Pour rappeler le soixantième anniversaire de cette fameuse course à l'or, un groupe d'hommes et de femmes de Whitehorse avaient marché en juillet de cette année-là de Skaqway, sur la côte du Pacifique à Bennette dans l'intérieur, en suivant la voie ferrée qui traverse la chaîne côtière par le col White. Ce voyage d'une quarantaine de milles n'était certes pas difficile et ne réclamait pas une trop grande endurance bien que la voie ferrée monte à 3,000 pieds d'altitude avant d'atteindre le col White où en 1898 et 1899 des milliers d'hommes et de chevaux pénétrèrent dans le pays. Ce col est moins accidenté que le fameux col de la piste lequel était connu bien des années auparavant par les indiens et les premiers mineurs qui ont pénétré dans le Yukon par la côte du Pacifique..
Escortant les chercheurs d'or du temps en route vers Dawson, le père Gendreau o.m.i. premier supérieur des Oblats dans le Yukon et le frère Dumas, o.m.i. avaient alors gravi les flancs abrupts de la piste Chilkoot. Aucun Oblat n'avait depuis soixante ans franchi ce col complètement abandonné depuis parce que trop haut et trop difficile d'accès mais en fait plus direct pour des voyageurs à pieds que l'ancien sentier montant vers le col White.

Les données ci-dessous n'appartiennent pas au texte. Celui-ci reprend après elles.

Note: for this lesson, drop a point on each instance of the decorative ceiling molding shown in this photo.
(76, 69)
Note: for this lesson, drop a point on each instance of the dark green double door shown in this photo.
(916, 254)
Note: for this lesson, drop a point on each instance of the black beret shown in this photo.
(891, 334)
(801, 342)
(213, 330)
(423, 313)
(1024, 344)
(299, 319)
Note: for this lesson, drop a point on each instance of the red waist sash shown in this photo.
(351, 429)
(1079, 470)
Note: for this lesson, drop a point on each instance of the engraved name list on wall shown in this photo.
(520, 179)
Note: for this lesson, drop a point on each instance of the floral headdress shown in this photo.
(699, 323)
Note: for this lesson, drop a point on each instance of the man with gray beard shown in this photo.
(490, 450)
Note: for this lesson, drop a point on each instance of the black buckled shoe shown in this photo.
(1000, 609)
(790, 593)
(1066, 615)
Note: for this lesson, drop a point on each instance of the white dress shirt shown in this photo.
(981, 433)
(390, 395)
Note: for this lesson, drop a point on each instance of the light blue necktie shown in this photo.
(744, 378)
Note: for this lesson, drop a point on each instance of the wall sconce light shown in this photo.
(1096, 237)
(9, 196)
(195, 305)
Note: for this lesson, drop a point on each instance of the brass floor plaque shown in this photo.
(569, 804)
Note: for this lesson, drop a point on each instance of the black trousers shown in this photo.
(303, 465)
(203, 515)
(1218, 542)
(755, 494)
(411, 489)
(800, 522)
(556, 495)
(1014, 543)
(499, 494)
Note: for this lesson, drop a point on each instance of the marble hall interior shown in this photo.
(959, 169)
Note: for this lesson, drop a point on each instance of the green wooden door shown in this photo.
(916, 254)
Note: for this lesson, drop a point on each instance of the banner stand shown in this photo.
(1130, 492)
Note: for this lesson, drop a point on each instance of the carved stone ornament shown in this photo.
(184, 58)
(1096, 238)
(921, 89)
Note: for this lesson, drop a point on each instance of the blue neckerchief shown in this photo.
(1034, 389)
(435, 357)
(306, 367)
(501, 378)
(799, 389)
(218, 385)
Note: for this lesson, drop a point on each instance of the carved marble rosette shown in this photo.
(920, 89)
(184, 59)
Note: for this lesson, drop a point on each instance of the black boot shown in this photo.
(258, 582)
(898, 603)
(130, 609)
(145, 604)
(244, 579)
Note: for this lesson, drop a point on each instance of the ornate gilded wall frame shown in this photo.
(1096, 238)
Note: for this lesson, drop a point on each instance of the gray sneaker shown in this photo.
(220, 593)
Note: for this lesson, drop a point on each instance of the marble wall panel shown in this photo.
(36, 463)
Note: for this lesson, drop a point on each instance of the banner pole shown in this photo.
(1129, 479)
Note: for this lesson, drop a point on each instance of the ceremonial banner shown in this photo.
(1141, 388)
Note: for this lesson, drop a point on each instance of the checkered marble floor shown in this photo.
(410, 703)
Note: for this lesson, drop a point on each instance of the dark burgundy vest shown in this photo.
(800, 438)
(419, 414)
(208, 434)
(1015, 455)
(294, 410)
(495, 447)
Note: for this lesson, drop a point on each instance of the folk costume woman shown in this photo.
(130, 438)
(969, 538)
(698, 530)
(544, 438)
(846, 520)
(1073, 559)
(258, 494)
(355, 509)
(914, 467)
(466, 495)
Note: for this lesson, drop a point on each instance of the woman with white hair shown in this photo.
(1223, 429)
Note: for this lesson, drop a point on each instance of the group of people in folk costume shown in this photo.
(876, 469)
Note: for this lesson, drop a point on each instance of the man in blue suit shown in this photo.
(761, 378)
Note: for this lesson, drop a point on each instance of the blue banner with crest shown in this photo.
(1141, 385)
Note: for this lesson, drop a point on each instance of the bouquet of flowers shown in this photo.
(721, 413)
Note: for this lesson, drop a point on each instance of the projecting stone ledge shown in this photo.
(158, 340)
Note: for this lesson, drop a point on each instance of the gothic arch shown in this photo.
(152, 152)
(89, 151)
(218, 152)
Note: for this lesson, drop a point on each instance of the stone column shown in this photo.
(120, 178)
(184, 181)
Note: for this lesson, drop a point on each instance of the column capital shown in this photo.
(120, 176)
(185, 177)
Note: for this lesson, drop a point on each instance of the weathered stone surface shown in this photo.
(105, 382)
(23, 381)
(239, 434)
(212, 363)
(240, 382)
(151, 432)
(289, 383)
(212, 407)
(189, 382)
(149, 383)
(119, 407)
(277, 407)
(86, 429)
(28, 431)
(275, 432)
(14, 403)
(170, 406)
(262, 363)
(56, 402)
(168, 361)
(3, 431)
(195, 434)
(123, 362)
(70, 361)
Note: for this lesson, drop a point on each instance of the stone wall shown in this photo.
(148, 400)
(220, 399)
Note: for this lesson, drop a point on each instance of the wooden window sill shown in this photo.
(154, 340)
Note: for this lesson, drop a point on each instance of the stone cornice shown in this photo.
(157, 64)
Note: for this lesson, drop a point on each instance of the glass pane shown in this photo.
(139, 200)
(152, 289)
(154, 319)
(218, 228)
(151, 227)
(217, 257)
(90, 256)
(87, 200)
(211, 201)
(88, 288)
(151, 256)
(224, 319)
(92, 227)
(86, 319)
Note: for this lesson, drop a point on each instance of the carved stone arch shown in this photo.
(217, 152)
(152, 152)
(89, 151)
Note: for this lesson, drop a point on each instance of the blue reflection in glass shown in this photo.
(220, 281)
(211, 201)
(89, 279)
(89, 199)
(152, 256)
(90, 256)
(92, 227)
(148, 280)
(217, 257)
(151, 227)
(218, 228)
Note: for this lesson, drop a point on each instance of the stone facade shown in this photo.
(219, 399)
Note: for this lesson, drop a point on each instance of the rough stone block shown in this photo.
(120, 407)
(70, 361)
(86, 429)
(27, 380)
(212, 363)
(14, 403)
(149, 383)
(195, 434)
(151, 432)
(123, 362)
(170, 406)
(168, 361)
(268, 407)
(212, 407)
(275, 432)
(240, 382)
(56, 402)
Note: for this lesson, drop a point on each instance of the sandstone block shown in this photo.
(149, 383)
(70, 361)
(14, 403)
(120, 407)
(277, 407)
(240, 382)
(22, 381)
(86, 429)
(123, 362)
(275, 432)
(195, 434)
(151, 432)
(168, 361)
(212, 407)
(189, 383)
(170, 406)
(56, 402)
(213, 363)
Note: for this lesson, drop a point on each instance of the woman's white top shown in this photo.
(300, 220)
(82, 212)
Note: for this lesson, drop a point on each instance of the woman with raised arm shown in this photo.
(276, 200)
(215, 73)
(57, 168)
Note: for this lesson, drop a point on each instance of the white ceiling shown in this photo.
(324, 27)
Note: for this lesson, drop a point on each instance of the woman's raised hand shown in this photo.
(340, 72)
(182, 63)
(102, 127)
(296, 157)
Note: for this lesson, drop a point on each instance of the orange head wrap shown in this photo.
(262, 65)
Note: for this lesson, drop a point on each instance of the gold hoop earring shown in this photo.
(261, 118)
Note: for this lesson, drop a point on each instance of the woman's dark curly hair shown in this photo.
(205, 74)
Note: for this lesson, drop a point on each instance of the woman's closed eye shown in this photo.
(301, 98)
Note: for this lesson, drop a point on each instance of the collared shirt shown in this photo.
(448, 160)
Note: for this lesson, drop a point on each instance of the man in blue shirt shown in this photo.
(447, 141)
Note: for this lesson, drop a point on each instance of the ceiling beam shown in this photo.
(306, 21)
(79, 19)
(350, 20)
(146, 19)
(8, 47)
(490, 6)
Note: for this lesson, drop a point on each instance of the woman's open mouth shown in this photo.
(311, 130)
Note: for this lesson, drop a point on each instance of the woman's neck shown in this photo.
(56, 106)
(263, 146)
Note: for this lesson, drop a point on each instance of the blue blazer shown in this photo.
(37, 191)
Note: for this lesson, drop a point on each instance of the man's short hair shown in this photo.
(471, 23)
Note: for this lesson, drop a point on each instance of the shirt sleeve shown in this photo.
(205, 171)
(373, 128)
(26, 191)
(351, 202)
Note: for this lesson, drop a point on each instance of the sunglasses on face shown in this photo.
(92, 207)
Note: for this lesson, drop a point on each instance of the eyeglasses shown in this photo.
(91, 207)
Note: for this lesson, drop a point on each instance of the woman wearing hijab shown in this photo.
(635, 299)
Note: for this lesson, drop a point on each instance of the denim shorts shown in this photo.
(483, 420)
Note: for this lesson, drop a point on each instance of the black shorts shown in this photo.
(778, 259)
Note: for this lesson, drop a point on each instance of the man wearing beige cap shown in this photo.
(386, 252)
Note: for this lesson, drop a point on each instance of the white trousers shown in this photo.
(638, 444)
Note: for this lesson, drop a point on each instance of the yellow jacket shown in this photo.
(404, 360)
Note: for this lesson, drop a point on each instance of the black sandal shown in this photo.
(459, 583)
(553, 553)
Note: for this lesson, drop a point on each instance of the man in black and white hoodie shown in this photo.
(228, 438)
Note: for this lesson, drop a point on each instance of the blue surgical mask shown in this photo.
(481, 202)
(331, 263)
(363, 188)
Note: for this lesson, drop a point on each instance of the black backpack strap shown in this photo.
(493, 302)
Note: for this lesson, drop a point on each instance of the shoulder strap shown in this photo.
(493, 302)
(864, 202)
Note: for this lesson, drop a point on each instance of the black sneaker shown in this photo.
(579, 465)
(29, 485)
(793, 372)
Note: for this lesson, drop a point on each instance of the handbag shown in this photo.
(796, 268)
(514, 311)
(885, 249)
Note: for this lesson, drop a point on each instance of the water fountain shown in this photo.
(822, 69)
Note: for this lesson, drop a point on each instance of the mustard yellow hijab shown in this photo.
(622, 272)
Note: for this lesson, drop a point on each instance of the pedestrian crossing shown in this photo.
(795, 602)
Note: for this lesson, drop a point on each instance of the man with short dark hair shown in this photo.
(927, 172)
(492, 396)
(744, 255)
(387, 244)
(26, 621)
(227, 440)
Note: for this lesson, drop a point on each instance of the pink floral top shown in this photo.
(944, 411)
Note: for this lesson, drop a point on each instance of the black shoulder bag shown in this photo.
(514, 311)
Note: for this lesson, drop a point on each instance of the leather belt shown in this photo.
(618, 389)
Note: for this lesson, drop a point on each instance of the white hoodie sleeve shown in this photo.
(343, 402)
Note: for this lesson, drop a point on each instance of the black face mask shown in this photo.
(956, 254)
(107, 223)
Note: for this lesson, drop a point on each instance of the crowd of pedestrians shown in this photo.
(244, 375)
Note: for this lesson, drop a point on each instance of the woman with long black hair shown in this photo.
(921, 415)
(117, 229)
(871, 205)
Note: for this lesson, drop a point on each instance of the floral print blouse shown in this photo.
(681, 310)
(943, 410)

Dans l'intention de revivre ces pages du passé et de constater ce qui restait du passage des mineurs au delà de la Chilkoot, le père Léo Boyd omi et moi-même , avons voulu refaire ce trajet et revivre l'épopée. Pour ce faire, nous nous rendions en train ce lundi 25 août 1958 depuis Carcross, au Yukon, jusqu'à Stagway en Alaska.
Arrivés à 2h30, le père Cowgill, assistant de l'école Saint Pie X, nous conduisit en automobile de Skagway à Dyen, neuf miles plus loin. C'est de là que, sac au doc, nous partions aussitôt pour remonter la vallée de la rivière Taiya qui prend sa source dans le défilé de la Chilkoot.
1ère journée: sur la sentier de départ:
Le père Boyd transporte la nourriture et son sac de couchage et je porte le mien, une tente légère, les ustensiles de cuisine et mes appareils-photos.
Après avoir grimpé une centaine de pieds, à flanc de coteau, nous trouvons le sentier qui descend de la montagne en direction de cette vallée. Il est impossible de sauter les abords de cette rivière sur les premiers deux milles car ils sont surplombés par des rochers à pic.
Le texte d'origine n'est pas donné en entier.